Overall, this is about ensuring that the Treasury is attracting and growing the diversity of people and thinking needed to do the job we want to do.

What we can all do about it#

Finally, having told you what the Treasury’s trying to do about diversity and inclusion, I want to touch on what all of us can do about it.

For those of us in leadership roles, I have 5 suggestions: (1) make sure you understand your organisation, its strategic context and its desired ‘diversity’ profile; (2) question the processes and practices within your own organisations.  Look with fresh eyes at the systems you work with and ask whether you are excluding people and ideas.  Do some unconscious bias training; (3) make sure you understand and communicate the business case for achieving your organisation’s desired ‘diversity profile’.  Once you’ve communicated it, do it again and again and again; (4) look to guide, mentor and support your colleagues.  It will pay off for you, for the women in your organisation, and for your organisation; and (5) talk to people outside of your organisation about what you’re doing and why.  We need everyone to understand the importance of diversity and inclusion and the opportunities it offers us.  So tell your stakeholders, your friends and your family.

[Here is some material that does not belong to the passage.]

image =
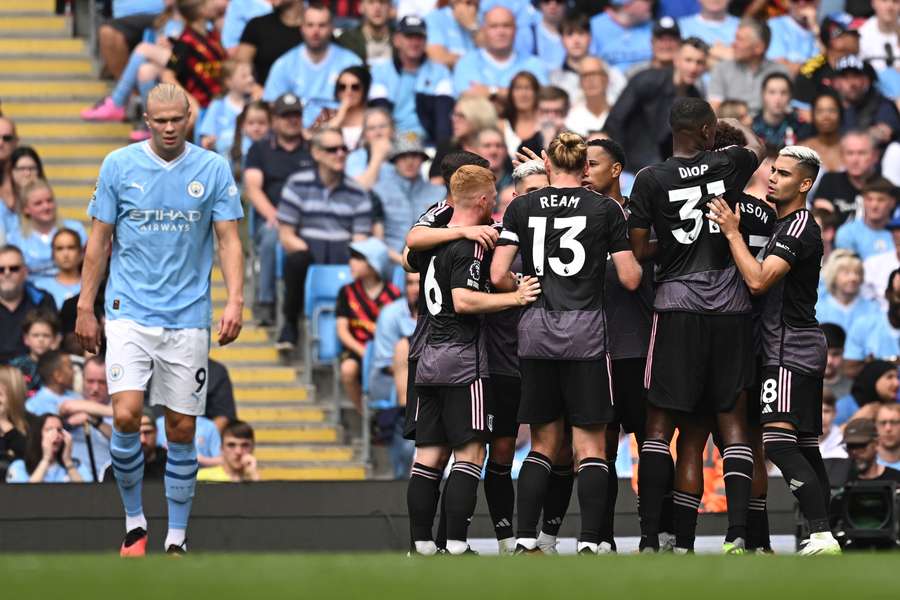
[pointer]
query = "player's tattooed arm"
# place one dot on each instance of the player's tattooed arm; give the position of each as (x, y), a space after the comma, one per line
(759, 277)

For those of you not in leadership roles, do the same thing.  This has to be a shared endeavour.  Make sure you understand and can communicate the business case for diversity and inclusion.  Bring your ideas to the table, share your experiences, and hold your leaders to account for growing diversity and inclusion in your organisations. 

And for all of you: support, and learn from, each other.

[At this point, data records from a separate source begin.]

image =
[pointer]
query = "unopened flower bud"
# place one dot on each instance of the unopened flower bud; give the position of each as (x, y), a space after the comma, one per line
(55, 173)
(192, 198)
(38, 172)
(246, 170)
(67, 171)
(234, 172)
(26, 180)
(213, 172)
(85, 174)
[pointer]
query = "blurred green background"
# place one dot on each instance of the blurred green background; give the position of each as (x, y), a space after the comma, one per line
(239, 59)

One thing that I have emphasised is making the business case for diversity and inclusion.  I’ve deliberately not talked about it being ‘the right thing to do’.  While in fact I think that this is the right thing to do, and it may be what some of you think, there are people out there with different values to ours. 

They may disagree with the statement ‘diversity strengthens us’ and some may be shocked at what I’ve said today.  In the spirit of diversity and inclusion, we need to be aware of these different values and persuade them of the business case.  In my view, we can persuade them that greater diversity and inclusion does matter, that it would make a positive difference to them.  And I suggest that we can’t simply argue that our values are better than theirs or assume our own values make a business case. 

The good thing is we don’t need to rest on that.  The business case, the evidence, is there.  We need to articulate it well and hold our leaders to account for delivering it.

Organisations that reflect the societies they serve are stronger and more successful than those that don’t.  New Zealand’s diversity is an asset.  I firmly believe that when we work, think, and act to leverage that asset, we’re seizing one of the greatest opportunities of our age.

Be it gender diversity or ethnic diversity, both create diversity of thought.  It is diversity that will help us manage the rapidly-changing world around us.  But saying it is easier than doing it.  It requires leadership, from every one of us.  It requires us to inspire, to influence, to challenge, to have the will and to be determined.